Comus continues undeterred but adopts a line of reasoning premised on select elements of Christian thought: that God created the natural world, that he did so in part for humanity’s benefit, and that divine order is observable in nature. He argues that the abundance that nature pours forth is there to enjoy; not to do so in the name of self-restraint or chastity is simply a waste, as appetite exists to be gratified. He adopts a tone of mocking humor in dismissing those who live the life of modesty and restraint, which ignores and scorns the many riches around them: 


[…] If all the world
Should in a pet of temperance feed on pulse,
Drink the clear stream, and nothing wear but frieze,
Th’ All-giver would be unthanked, would be unpraised (Lines 720-23). 


Here, “pet” (Line 721) means “fit,” pulses are food items such as beans, the clear stream means water, and frieze is a heavy woolen cloth considered at the time to be a modest, unostentatious form of clothing. Comus’s ability to twist Christian doctrine to suit his ends is the ultimate proof of his deceit; here, for instance, he suggests that abstinence dishonors God’s creation and thus God himself.


In a similar vein, Comus distorts the biblical idea of humanity’s stewardship over nature. Comus goes on to argue that if humans did not use nature, it would keep growing, and this “waste fertility” (Line 729), or unused abundance, would overwhelm the earth and the air. Herds of sheep and cattle would grow unmanageable, the sea would swell up, and diamonds would continue to grow and create such light that even the inhabitants of the underworld would be able to see it (it was thought during Milton’s time that some minerals reproduced themselves). Once again, the effect is to frame indulgence as a duty.


Finally (Lines 737-55), Comus extends this argument to sexuality, arguing that a woman’s beauty is part of nature and must therefore also be used and enjoyed rather than hoarded. There must be “mutual and partaken bliss” (Line 741). Otherwise, beauty will be overtaken by time and will wither. Comus speaks here like many a lover in Renaissance literature. In Christopher Marlowe’s poem Hero and Leander (1598), for example, Leander tries to seduce Hero with a similar argument, and he has as little success with it as Comus does here. 

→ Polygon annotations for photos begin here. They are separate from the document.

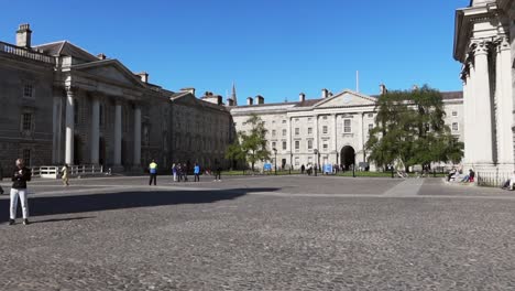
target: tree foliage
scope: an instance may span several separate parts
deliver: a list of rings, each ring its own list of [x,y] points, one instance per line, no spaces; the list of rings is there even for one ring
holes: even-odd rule
[[[366,150],[377,165],[459,163],[463,143],[452,137],[445,123],[441,94],[427,85],[414,90],[382,95],[376,105],[375,127]]]
[[[266,128],[264,121],[256,115],[252,115],[246,121],[251,128],[248,131],[239,131],[238,138],[226,151],[226,158],[241,160],[250,163],[252,171],[259,161],[270,160],[270,151],[266,149]]]

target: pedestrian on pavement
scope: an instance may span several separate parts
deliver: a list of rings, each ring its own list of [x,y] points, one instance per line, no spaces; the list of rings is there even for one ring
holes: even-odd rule
[[[172,174],[174,175],[174,182],[177,182],[177,166],[175,163],[172,165]]]
[[[157,184],[157,164],[154,160],[149,165],[149,173],[150,173],[150,181],[149,185],[152,185],[152,181],[154,181],[154,186]]]
[[[69,186],[69,177],[68,177],[68,164],[65,164],[63,169],[61,170],[61,173],[63,176],[61,177],[63,180],[63,185]]]
[[[200,182],[200,165],[198,165],[198,163],[195,163],[194,175],[195,182]]]
[[[18,198],[20,197],[23,215],[23,224],[29,225],[29,202],[26,193],[26,182],[31,181],[31,170],[25,166],[22,159],[17,160],[17,168],[12,171],[11,187],[11,212],[9,225],[14,224],[17,219]]]

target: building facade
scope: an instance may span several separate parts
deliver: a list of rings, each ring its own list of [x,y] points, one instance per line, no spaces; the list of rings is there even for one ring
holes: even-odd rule
[[[385,89],[384,87],[382,88]],[[463,108],[460,91],[442,93],[446,123],[452,134],[463,140]],[[332,95],[322,89],[321,98],[306,99],[299,94],[296,103],[264,104],[258,96],[246,106],[231,108],[235,130],[250,129],[245,121],[259,115],[267,129],[266,140],[272,162],[281,169],[299,169],[303,164],[337,164],[350,169],[374,165],[369,162],[365,143],[374,127],[376,101],[380,96],[368,96],[352,90]],[[276,149],[276,161],[275,151]]]
[[[464,164],[514,171],[515,1],[473,0],[456,12],[453,56],[463,64]]]
[[[4,170],[20,157],[34,166],[134,172],[151,160],[166,169],[174,160],[223,159],[232,123],[224,106],[198,100],[194,91],[166,90],[151,84],[149,74],[134,74],[118,60],[67,41],[32,45],[31,39],[29,24],[22,24],[15,44],[0,42]],[[212,127],[194,131],[200,122]],[[186,155],[191,146],[202,148]]]

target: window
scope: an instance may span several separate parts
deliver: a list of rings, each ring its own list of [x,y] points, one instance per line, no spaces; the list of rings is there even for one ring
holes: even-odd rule
[[[31,150],[24,149],[22,159],[25,162],[25,165],[31,165]]]
[[[23,86],[23,97],[32,98],[34,96],[34,87],[30,84]]]
[[[343,133],[351,133],[351,132],[352,132],[351,120],[344,119],[343,120]]]
[[[32,114],[23,114],[22,116],[22,129],[23,131],[32,130]]]

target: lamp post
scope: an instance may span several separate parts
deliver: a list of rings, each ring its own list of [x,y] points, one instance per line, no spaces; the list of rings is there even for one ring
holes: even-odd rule
[[[274,155],[275,155],[275,158],[274,158],[274,160],[275,160],[274,161],[275,162],[275,175],[277,175],[277,149],[273,148],[272,150],[274,151]]]

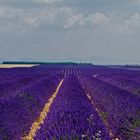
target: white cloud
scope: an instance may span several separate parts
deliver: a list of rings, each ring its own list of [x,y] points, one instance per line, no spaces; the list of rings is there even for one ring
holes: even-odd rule
[[[35,2],[44,3],[44,4],[51,4],[55,2],[61,2],[62,0],[34,0]]]
[[[0,31],[27,31],[41,28],[89,28],[127,33],[140,28],[140,13],[136,12],[132,15],[104,12],[85,14],[66,6],[28,10],[0,6]]]

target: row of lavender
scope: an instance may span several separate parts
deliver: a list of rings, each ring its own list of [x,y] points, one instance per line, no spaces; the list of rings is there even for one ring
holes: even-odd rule
[[[78,78],[108,128],[112,139],[140,139],[139,98],[92,76]]]
[[[82,138],[110,139],[76,77],[67,76],[35,140]]]
[[[83,137],[107,140],[109,134],[111,138],[140,139],[139,98],[130,90],[139,88],[139,71],[93,66],[39,66],[0,69],[0,72],[2,140],[18,140],[28,134],[62,77],[64,84],[35,139]],[[107,78],[114,83],[104,80]],[[118,79],[129,80],[125,84],[132,88],[119,86]]]

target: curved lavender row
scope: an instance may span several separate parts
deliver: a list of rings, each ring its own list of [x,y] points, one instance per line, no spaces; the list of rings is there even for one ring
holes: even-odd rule
[[[74,76],[66,77],[35,140],[109,140],[106,128]]]
[[[123,140],[140,139],[140,102],[136,96],[92,77],[79,77],[102,119]]]
[[[59,81],[57,77],[47,77],[13,100],[0,103],[0,139],[20,140],[27,134]]]
[[[134,95],[140,97],[140,83],[136,82],[135,80],[131,80],[128,78],[124,78],[123,76],[111,76],[111,75],[99,75],[96,77],[104,82],[107,82],[111,85],[119,87],[120,89],[124,89],[126,91],[131,92]]]

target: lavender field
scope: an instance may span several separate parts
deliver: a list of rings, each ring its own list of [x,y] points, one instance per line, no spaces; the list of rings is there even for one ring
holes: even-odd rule
[[[0,140],[140,140],[140,70],[0,68]]]

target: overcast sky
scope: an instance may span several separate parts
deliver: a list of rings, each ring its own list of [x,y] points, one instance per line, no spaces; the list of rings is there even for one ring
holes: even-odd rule
[[[140,63],[140,0],[0,0],[0,60]]]

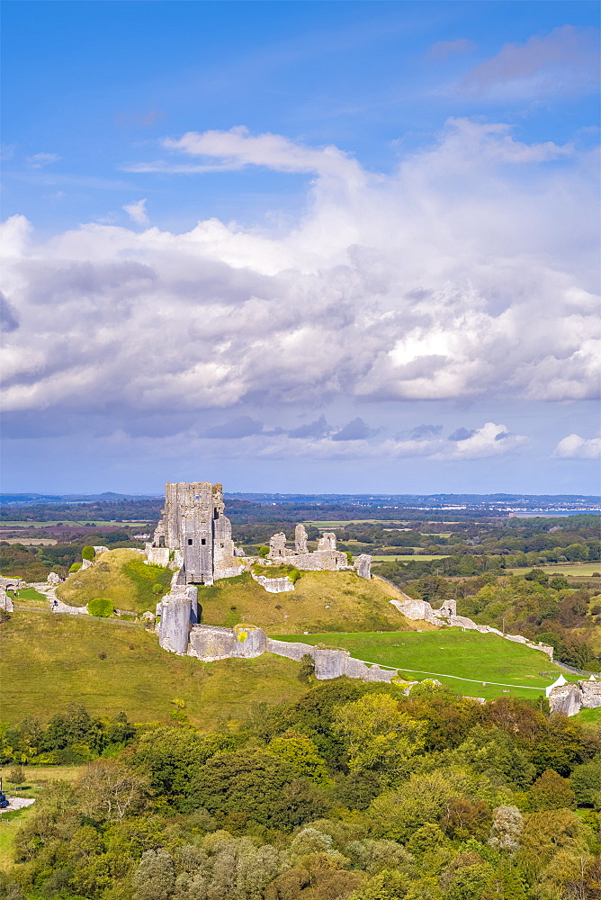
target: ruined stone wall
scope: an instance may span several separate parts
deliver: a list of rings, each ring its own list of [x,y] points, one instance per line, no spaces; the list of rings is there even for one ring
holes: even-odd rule
[[[318,541],[318,553],[319,551],[327,553],[328,550],[336,550],[336,535],[333,531],[324,531]]]
[[[298,662],[307,654],[311,656],[315,662],[315,677],[320,681],[346,675],[348,678],[359,678],[363,681],[390,682],[399,674],[396,669],[387,671],[377,665],[368,666],[361,660],[354,659],[347,650],[331,650],[314,647],[310,644],[294,644],[273,638],[267,638],[266,650],[268,653],[286,656]]]
[[[146,544],[146,562],[150,565],[161,565],[166,568],[169,565],[168,547],[154,547],[152,544]]]
[[[294,590],[294,585],[289,578],[267,578],[265,575],[256,575],[252,572],[250,574],[270,594],[283,594],[288,590]]]
[[[406,618],[411,619],[414,622],[422,620],[424,622],[430,622],[432,625],[438,626],[439,627],[448,626],[453,628],[479,631],[482,634],[498,634],[499,637],[504,637],[506,641],[524,644],[532,650],[541,650],[552,660],[553,658],[553,648],[546,644],[534,644],[533,641],[528,641],[527,638],[522,637],[521,634],[504,634],[498,628],[493,628],[492,626],[476,625],[472,619],[468,618],[466,616],[449,615],[446,610],[457,608],[454,600],[446,600],[443,604],[443,607],[437,610],[433,609],[432,606],[426,600],[413,599],[412,598],[408,598],[406,600],[391,599],[390,603]]]
[[[297,554],[307,553],[307,529],[304,525],[297,525],[294,529],[294,549]]]
[[[350,569],[346,554],[340,550],[315,551],[312,554],[298,556],[284,556],[281,562],[286,565],[293,565],[300,572],[339,572],[341,569]]]
[[[190,632],[188,655],[204,662],[232,657],[253,659],[265,652],[267,638],[261,628],[238,625],[235,628],[199,625]]]
[[[0,587],[0,609],[12,613],[13,609],[13,598],[9,597],[4,588]]]
[[[187,653],[190,629],[198,622],[197,596],[194,585],[178,586],[172,581],[171,591],[157,604],[157,616],[161,617],[158,643],[164,650],[180,655]]]
[[[572,681],[559,685],[549,693],[549,706],[552,713],[576,716],[581,709],[601,706],[601,681]]]
[[[236,561],[231,524],[223,515],[222,488],[210,482],[167,482],[163,516],[152,544],[147,544],[149,562],[169,565],[169,551],[177,558],[172,568],[184,568],[186,583],[213,583],[242,572]]]
[[[289,554],[290,551],[286,547],[286,536],[283,531],[278,531],[277,535],[272,535],[269,539],[269,559],[281,560],[283,556],[288,556]]]
[[[361,556],[357,556],[353,563],[353,568],[359,578],[370,579],[372,577],[372,557],[369,554],[362,554]]]

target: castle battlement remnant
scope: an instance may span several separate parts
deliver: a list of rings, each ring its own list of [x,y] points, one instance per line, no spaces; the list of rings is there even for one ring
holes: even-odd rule
[[[177,555],[184,584],[210,585],[238,575],[244,566],[237,558],[224,509],[220,484],[168,482],[163,517],[153,543],[146,545],[148,562],[165,566],[172,554]]]

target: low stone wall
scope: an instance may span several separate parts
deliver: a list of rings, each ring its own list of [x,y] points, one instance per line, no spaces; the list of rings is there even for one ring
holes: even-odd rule
[[[197,625],[190,632],[188,655],[203,662],[232,657],[253,659],[267,649],[267,638],[261,628],[238,625],[235,628]]]
[[[289,578],[267,578],[265,575],[256,575],[254,572],[250,573],[253,579],[265,588],[270,594],[283,594],[288,590],[294,590],[294,585]]]
[[[13,598],[8,596],[4,588],[0,588],[0,609],[12,613],[13,608]]]
[[[310,644],[295,644],[273,638],[267,638],[266,650],[268,653],[287,656],[297,662],[305,655],[311,656],[315,662],[315,677],[320,681],[346,675],[348,678],[360,678],[363,681],[390,682],[399,675],[396,669],[387,671],[377,665],[368,666],[361,660],[354,659],[347,650],[330,650],[328,647],[314,647]]]
[[[576,716],[581,709],[601,706],[601,681],[572,681],[553,688],[549,693],[552,713]]]
[[[400,591],[399,591],[400,593]],[[403,595],[407,597],[407,595]],[[445,600],[440,609],[433,609],[427,600],[418,600],[413,598],[407,598],[405,600],[390,600],[399,613],[406,618],[412,621],[430,622],[431,625],[443,627],[448,626],[454,628],[467,628],[470,631],[479,631],[481,634],[498,634],[506,641],[513,641],[515,644],[524,644],[532,650],[541,650],[552,660],[553,648],[546,644],[534,644],[521,634],[504,634],[498,628],[493,628],[489,625],[476,625],[476,623],[466,616],[453,616],[448,613],[454,611],[457,606],[454,600]]]

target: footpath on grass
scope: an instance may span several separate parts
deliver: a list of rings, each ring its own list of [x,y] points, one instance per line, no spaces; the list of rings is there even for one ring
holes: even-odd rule
[[[407,673],[409,679],[412,675],[436,678],[458,693],[471,684],[471,689],[485,699],[503,694],[524,698],[532,697],[533,691],[542,694],[561,674],[560,668],[540,651],[508,644],[494,634],[460,629],[274,637],[346,650],[366,665],[397,670],[400,677]]]

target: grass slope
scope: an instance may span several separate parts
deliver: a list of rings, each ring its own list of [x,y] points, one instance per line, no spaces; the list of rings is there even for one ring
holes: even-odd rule
[[[399,668],[416,680],[435,673],[440,681],[457,693],[486,699],[502,697],[504,692],[535,698],[537,691],[527,686],[531,684],[543,690],[561,673],[541,651],[513,644],[496,634],[463,632],[459,628],[423,634],[290,634],[283,635],[282,639],[348,650],[355,659]],[[541,671],[556,674],[542,677]],[[441,678],[441,674],[449,677]],[[486,687],[482,681],[487,682]],[[504,688],[490,681],[516,687]]]
[[[267,593],[246,572],[198,590],[205,625],[251,622],[272,634],[416,627],[395,609],[390,598],[399,599],[391,585],[377,579],[366,580],[351,572],[302,572],[294,590],[283,594]]]
[[[57,588],[57,596],[76,607],[85,607],[97,597],[112,600],[117,609],[154,612],[157,601],[169,590],[173,572],[146,565],[135,550],[109,550],[97,556],[98,565],[75,572]],[[161,590],[155,592],[156,585]]]
[[[0,626],[0,640],[2,717],[11,723],[45,720],[71,702],[94,715],[123,710],[134,722],[169,722],[170,701],[181,698],[190,721],[211,729],[245,718],[259,701],[280,703],[305,689],[291,660],[202,663],[161,650],[139,626],[111,619],[19,611]]]

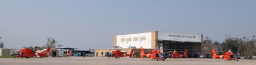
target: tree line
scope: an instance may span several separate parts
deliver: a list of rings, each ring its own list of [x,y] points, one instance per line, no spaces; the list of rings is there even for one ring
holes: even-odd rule
[[[56,46],[56,43],[57,43],[57,41],[56,41],[54,38],[47,38],[48,41],[47,41],[47,43],[46,44],[45,46],[42,46],[42,47],[38,47],[38,46],[34,46],[34,47],[32,47],[30,46],[29,48],[30,48],[31,50],[33,50],[34,51],[36,50],[42,50],[45,48],[47,48],[48,47],[50,47],[50,48],[56,48],[56,47],[59,48],[62,47],[62,45],[58,44],[57,46]]]

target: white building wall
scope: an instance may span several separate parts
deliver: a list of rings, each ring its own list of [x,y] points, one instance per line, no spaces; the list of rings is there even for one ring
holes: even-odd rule
[[[143,48],[151,48],[151,33],[145,32],[139,34],[132,34],[127,35],[121,35],[116,36],[116,46],[119,47],[127,48],[131,47],[136,47],[136,48],[140,48],[141,46]],[[141,40],[140,38],[146,37],[146,40]],[[138,37],[138,41],[134,41],[134,38]],[[128,41],[127,38],[131,38],[131,41]],[[125,38],[125,41],[121,41],[121,38]]]
[[[170,40],[181,42],[201,42],[201,35],[200,34],[158,32],[158,40]]]

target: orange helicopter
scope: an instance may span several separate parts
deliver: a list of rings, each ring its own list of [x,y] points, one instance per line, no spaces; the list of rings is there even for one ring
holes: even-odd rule
[[[42,53],[36,53],[33,51],[29,48],[24,48],[23,49],[20,50],[18,51],[18,53],[13,54],[12,56],[15,58],[15,57],[20,57],[23,58],[23,57],[26,57],[26,58],[29,58],[30,57],[37,57],[38,58],[43,58],[43,57],[48,57],[50,56],[50,48],[48,48],[46,50],[43,51]]]
[[[173,51],[170,51],[170,54],[168,56],[168,57],[170,58],[173,58],[174,59],[177,58],[178,59],[180,57],[187,57],[188,54],[187,54],[187,50],[185,50],[185,51],[184,52],[184,54],[179,54],[179,52],[174,50]],[[183,52],[183,51],[179,51],[179,52]]]
[[[166,59],[166,56],[163,53],[160,53],[160,51],[158,50],[154,49],[151,51],[151,53],[145,54],[142,47],[140,47],[141,53],[140,54],[140,57],[143,58],[144,57],[147,57],[151,58],[152,60],[162,60],[165,61],[165,59]]]
[[[238,58],[236,58],[235,56],[235,54],[231,52],[230,50],[226,51],[226,53],[223,55],[217,55],[214,50],[212,50],[213,51],[213,58],[223,58],[226,59],[226,61],[229,60],[230,61],[231,60],[234,60],[238,61]]]
[[[128,54],[124,53],[119,50],[116,50],[115,51],[112,51],[112,53],[109,53],[107,55],[107,57],[109,57],[109,57],[115,57],[116,58],[120,58],[120,57],[132,57],[134,55],[134,54],[133,53],[133,51],[134,51],[134,49],[132,48],[130,53]]]

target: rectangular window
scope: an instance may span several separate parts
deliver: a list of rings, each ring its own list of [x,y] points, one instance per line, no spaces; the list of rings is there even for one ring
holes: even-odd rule
[[[208,47],[207,46],[204,46],[204,50],[209,50],[209,47]]]
[[[121,42],[125,41],[125,38],[121,38]]]
[[[175,37],[174,35],[169,35],[169,37]]]
[[[102,52],[102,57],[103,56],[103,52]]]
[[[127,38],[127,41],[131,41],[131,38]]]
[[[133,41],[138,41],[138,37],[134,37],[133,38]]]
[[[140,40],[141,41],[146,40],[146,37],[140,37]]]
[[[175,35],[176,37],[181,37],[181,35]]]
[[[187,37],[187,36],[182,36],[182,37]]]

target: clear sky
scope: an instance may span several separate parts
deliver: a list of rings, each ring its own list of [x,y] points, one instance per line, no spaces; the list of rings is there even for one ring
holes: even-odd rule
[[[161,31],[256,35],[255,0],[1,0],[0,42],[5,48],[111,48],[113,35]]]

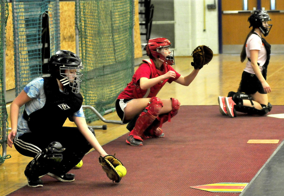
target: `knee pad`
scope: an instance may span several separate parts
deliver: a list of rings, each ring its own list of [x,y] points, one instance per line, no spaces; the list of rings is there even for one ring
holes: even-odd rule
[[[161,127],[163,123],[165,123],[167,121],[169,122],[171,122],[171,119],[177,114],[179,110],[179,109],[181,103],[179,102],[179,100],[173,98],[171,98],[171,99],[172,100],[172,110],[170,111],[169,113],[162,114],[158,118],[158,119],[160,121],[159,127]]]
[[[272,108],[272,106],[270,103],[268,103],[267,106],[263,104],[261,105],[263,106],[262,109],[258,109],[254,108],[249,106],[238,105],[235,105],[234,109],[237,111],[247,113],[248,114],[250,115],[255,114],[260,116],[264,116],[267,114],[269,111],[270,111]]]
[[[163,107],[163,103],[161,100],[156,97],[151,98],[148,104],[148,106],[145,109],[147,112],[156,119],[160,113],[161,110]]]
[[[53,142],[49,144],[47,147],[41,153],[41,157],[49,160],[48,162],[59,163],[62,160],[64,149],[62,145],[58,142]]]
[[[171,99],[172,100],[172,107],[173,109],[170,112],[170,113],[171,116],[171,117],[172,117],[177,114],[177,112],[179,111],[179,108],[181,106],[181,103],[176,99],[171,98]]]
[[[230,92],[230,92],[229,93],[229,94]],[[233,93],[231,93],[231,94],[232,94]],[[239,106],[242,106],[243,105],[243,100],[249,100],[250,102],[252,105],[253,106],[254,106],[251,96],[249,95],[243,93],[241,92],[238,92],[235,93],[232,97],[232,99],[236,104]]]
[[[64,150],[62,145],[58,142],[51,142],[29,163],[26,168],[25,174],[38,177],[46,174],[62,160]]]

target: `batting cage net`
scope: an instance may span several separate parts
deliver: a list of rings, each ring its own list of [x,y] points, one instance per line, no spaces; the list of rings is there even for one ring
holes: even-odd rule
[[[7,135],[8,131],[8,115],[4,93],[6,91],[5,66],[6,25],[8,18],[8,3],[6,0],[0,0],[0,164],[6,159],[11,157],[6,155]],[[2,148],[1,148],[2,147]]]
[[[50,53],[60,49],[59,0],[12,1],[15,80],[17,96],[24,87],[42,75],[42,16],[49,18]]]
[[[102,115],[115,107],[134,72],[134,6],[129,0],[76,2],[75,25],[84,66],[80,92],[84,104]],[[91,111],[84,112],[87,122],[98,119]]]

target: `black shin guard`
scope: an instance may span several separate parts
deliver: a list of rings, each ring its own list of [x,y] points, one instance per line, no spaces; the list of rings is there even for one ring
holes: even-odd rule
[[[263,116],[267,114],[269,111],[270,111],[272,108],[272,106],[270,103],[269,103],[267,106],[261,104],[262,108],[262,109],[256,109],[254,108],[251,96],[249,95],[240,92],[238,92],[235,93],[234,92],[231,91],[229,93],[228,96],[229,95],[232,97],[232,99],[236,104],[234,106],[234,109],[237,111],[243,113],[247,113],[250,115],[256,114],[260,116]],[[243,100],[249,100],[252,107],[243,105]]]
[[[267,106],[266,105],[262,104],[262,106],[263,106],[262,109],[258,109],[254,108],[249,106],[238,105],[235,105],[234,108],[236,109],[236,111],[243,113],[247,113],[248,114],[250,115],[255,114],[260,116],[264,116],[267,114],[269,111],[271,111],[272,106],[270,103],[268,103]]]
[[[46,174],[51,168],[57,165],[62,160],[63,148],[58,142],[51,143],[46,148],[29,163],[25,170],[27,177],[39,177]]]

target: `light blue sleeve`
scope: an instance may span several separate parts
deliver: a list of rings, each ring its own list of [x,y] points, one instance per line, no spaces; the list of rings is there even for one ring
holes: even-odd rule
[[[43,86],[43,79],[37,78],[28,84],[24,88],[24,90],[32,99],[38,96],[40,91]]]
[[[85,115],[84,114],[84,112],[83,111],[83,108],[82,106],[81,106],[80,109],[74,113],[73,116],[78,117],[85,117]]]

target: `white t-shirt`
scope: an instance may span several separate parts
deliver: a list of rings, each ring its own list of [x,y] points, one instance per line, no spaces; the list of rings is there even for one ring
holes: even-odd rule
[[[264,47],[264,44],[261,41],[260,36],[260,35],[258,36],[255,34],[253,34],[249,37],[246,41],[246,56],[250,59],[250,50],[259,50],[258,52],[258,57],[257,59],[257,62],[259,64],[258,67],[260,70],[260,71],[262,72],[262,70],[263,69],[262,66],[266,60],[267,56],[266,50]],[[255,74],[252,69],[252,67],[251,63],[250,61],[248,60],[246,66],[246,68],[244,69],[244,71],[250,73]]]

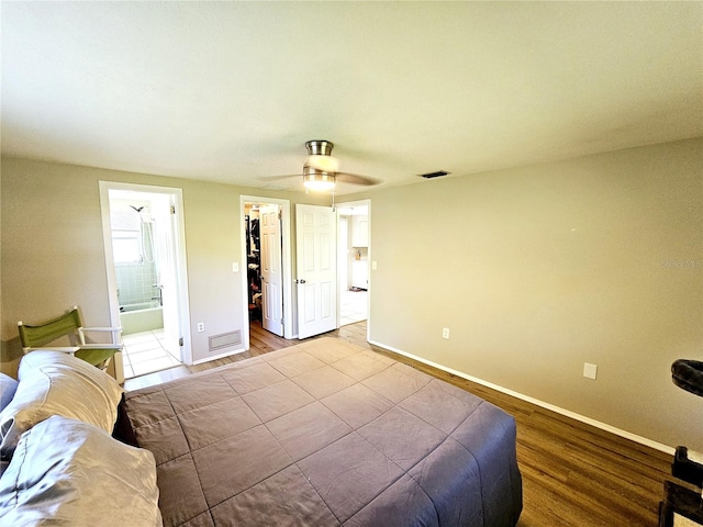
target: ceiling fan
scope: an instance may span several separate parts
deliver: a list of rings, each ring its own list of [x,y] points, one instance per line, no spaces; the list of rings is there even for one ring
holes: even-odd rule
[[[332,190],[336,182],[361,184],[370,187],[380,181],[356,173],[341,172],[339,159],[332,156],[334,143],[331,141],[317,139],[305,143],[308,148],[308,159],[303,165],[303,184],[310,190]],[[276,176],[267,179],[286,179],[300,177],[300,173],[292,176]]]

In a long speech, the Lady expresses her defiance of everything Comus has said, including the fact that he tries to present them in “reason’s garb” (Line 759), thus perverting one of God’s gifts. In rejecting his claim that the abundance of nature would be harmful or “riotous” (Line 763) if unused, she also makes what amounts to a political argument for greater equality in society: If every righteous man was to receive even a moderate share of nature’s abundance, instead of the present situation, in which a few men live in “pampered luxury” (Line 770), nature’s blessings would not build up an unused excess. That would be a way of thanking God for abundance, which those who indulge in “swinish gluttony” (Line 776)—another association of sensual appetite with nonhuman animals, as well as an allusion to the practices of Circe, Comus’s mother—never think of doing. Her argument marks the intersection of Milton’s religious and political thought, challenging the traditional view that monarchs and aristocrats derived their authority from God to suggest instead that such social stratification is un-Christian. 


As for Comus’s comments about chastity and virginity, she emphatically declares that she has nothing to say to him about it since he would be incapable of understanding. This largely proves true. Comus is impressed by her words and demeanor and fears that she is inspired by “some superior power” (Line 801), briefly intuiting the strength that faith gives her. However, he quickly dismisses such thoughts and doubles down on his mission, offering her the magical cup once again and telling her that it will bring “delight / Beyond the bliss of dreams” (Lines 812-13). His actions clarify that he is too committed to his sinful ways to be redeemed, as he deceives even himself.